Hello everyone,
As I'm nearing the end of my restoration, all sort of problems spring out of nowhere...
What role does the clip in the middle have (19-15-4 in the exploded picture)? does it stop the shaft from sliding? Do I risk life and limb by not having it? It's missing. If it is a problem, is there anywhere I can find it?
Thanks!
That’s as far I recall a ground reinforcement. Was replaced on mid 68 or 69 for the wire and staples setup
Now that you've added the picture... that isn't a clip, that is the two plastic/nylon injection spots that shear and allow the column shaft to collapse into it's hollow section when you hit the steering wheel.
Made to shear upon impact allowing the shaft to be collapsible if needed. If your shaft is still fixed, not sliding, it's okay.
The ground clip pointed out was replaced in mid 67, not 68 or 69 as I thought.
Noted on first paragraph and on fig 2 on second page of the bulletin
(https://www.hamtramck-historical.com/images/staple/D67-19-4%20p1-670px.jpg)
(https://www.hamtramck-historical.com/images/staple/D67-19-4%20p2-670px.jpg)
At one time the factory offered a kit to repair the sheared plastic inserts, just an adhesive to keep the lower shaft from working its way out of the pot-joint. From my experience, even the sheared inserts have enough sliding resistance to prevent that.
Ive had dozens of columns apart and never seen any kind of clip there .
I didn't see a clip either when I did my resto
http://www.dodgecharger.com/forum/index.php?topic=5404.0
http://www.dodgecharger.com/forum/index.php/topic,43930.0/all.html
1967 was the last year for the clip, per we can read on bulletin
"CARS BUILT AFTER MARCH 15 1967 WILL HAVE THIS CHANGE INCORPORATED IN THEM" (Staples and wire replacing the clip )
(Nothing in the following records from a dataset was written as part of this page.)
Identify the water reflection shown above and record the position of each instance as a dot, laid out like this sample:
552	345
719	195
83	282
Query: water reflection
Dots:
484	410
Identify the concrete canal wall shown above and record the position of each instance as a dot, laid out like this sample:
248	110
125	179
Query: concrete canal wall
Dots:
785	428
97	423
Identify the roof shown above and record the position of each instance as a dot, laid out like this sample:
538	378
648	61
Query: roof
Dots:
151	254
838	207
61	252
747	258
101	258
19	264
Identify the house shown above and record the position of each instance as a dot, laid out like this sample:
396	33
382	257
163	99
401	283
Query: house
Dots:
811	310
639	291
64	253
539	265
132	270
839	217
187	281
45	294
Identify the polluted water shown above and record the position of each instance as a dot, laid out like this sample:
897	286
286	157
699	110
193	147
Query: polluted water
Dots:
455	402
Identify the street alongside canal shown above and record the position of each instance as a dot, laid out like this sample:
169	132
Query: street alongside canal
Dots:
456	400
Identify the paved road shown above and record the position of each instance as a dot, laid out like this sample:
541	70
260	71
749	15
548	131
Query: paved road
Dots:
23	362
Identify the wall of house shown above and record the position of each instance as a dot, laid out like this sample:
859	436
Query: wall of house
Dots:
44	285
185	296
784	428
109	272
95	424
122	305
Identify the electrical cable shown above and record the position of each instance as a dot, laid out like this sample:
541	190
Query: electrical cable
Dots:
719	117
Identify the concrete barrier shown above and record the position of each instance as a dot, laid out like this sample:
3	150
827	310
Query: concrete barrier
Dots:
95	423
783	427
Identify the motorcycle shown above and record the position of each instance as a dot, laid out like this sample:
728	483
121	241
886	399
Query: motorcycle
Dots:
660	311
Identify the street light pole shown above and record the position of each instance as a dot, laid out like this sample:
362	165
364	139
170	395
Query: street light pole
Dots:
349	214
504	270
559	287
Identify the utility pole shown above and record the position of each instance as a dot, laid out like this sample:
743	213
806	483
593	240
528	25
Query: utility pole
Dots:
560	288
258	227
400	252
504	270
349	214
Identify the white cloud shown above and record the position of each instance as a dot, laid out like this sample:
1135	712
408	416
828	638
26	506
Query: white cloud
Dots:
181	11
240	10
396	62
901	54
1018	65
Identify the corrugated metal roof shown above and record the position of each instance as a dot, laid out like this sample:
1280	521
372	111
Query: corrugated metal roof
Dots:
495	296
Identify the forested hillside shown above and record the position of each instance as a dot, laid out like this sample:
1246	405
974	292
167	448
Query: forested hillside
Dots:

This forum is a gold mine!
Thanks guys, this helps me a lot! I think I'll mix some poxipol (sort of plastic welding in 2 tubes that combine exothermically and set into a kind of plastic that hold things together), and put it in the two holes. Hope it will prevent the shaft from telescoping out of the steering box, yet be brittle enough so that it breaks if God forbid the column has to collapse.
Never would I have found the answer just googling around...
There is an OLD THREAD ( dunno if here or on our old board ) where a buddy ( nickname RD ) made an experiment using several compounds ( plastics and epoxies ) and using a dinamometer to check resistance up to break it. The hardest part was to get all the holes and gaps correctly filled.
I think the best result was obtained using the silicone heating gun, BUT would require get heated the shafts too, because silicone gets cold as soon leaves the gun and gets in touch with the shafts.